I’m not really in to Twitter and have been asked several times in the last couple of weeks to explain this dark ages behaviour. Sorting through some old patent disclosures, I found that I’d been part of a group that had tried to patent something that essentially was Twitter, in 2003, so it seemed appropriate that I should explain my inconsistencies.
In IBM we used a predecessor to Sametime 7.5, called ICT, for instant messaging. Like Sametime, it allowed you to set a status message with a limited number of characters. Most people left this as the default, “I am online”, “I am away”, but some of us would use it to describe what we were actually working on (this was before Blogs really took off).

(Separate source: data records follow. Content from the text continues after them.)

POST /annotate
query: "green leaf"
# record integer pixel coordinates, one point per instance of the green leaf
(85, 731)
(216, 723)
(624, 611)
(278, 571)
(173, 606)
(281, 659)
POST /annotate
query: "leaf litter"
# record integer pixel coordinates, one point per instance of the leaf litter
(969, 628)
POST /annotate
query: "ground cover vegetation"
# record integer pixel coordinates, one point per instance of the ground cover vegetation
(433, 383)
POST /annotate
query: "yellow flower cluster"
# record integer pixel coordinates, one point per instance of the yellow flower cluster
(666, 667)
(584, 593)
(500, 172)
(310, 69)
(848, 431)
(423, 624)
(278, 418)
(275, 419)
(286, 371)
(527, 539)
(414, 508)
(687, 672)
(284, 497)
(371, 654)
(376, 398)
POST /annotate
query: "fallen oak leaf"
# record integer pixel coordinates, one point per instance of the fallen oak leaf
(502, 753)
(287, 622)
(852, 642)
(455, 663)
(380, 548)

We soon got a little bored with this (“I’m writing Java code” soon gets dull, no it was always dull), so we began to be a little more creative, setting our statuses to be little hidden messages that only a small group of people, or even just an individual would understand. It was completely unreliable. The chances of that person hovering over your name, on their buddy list, when you had a message for them was pretty small. That was part of the attraction, because if they did, it was a really nice feeling. It was the equivalent of catching someone’s eye in a meeting and knowing what each other are thinking.
The trouble was, the status messages weren’t persistent, once it had changed there was no way of going back in time. It seemed like a bit of a flaw, so we tried to patent a, “system for the persistence of sequential status messages” (hello Twitter!). It even had a nice little visual mockup included:
This is impressive, not for it’s similarity to Twitter, but for the fact that in the 5 years since, I’ve lost my hair and gained wrinkles, but Kelly looks exactly the same as she does now, i.e. 13. Anyway, the patent rightly got nowhere as there wasn’t anything technologically novel in it.
Over time we stopped setting these status messages, it was fun while it lasted, but I think we just got bored of it. I think this has started to happen for blogging and I think it will for Twitter too. They’re both here to stay, but not in the form they currently take. I think auto status generation will grow and inferences drawn from those will answer the question, “What am I doing now?”. I really don’t see people carrying on writing, “I’m playing cards with @youknowwho” for too much longer.
In the meantime, the thing that will really take off, will be email. 2009 will be the year when people start sending each other emails again, it’ll be like 1998 all over again and I can’t wait. Email is still my favourite form of electronic communication.
* I should also point out that I am wrong about everything like this, always and there is also the possibility that I just don’t get it.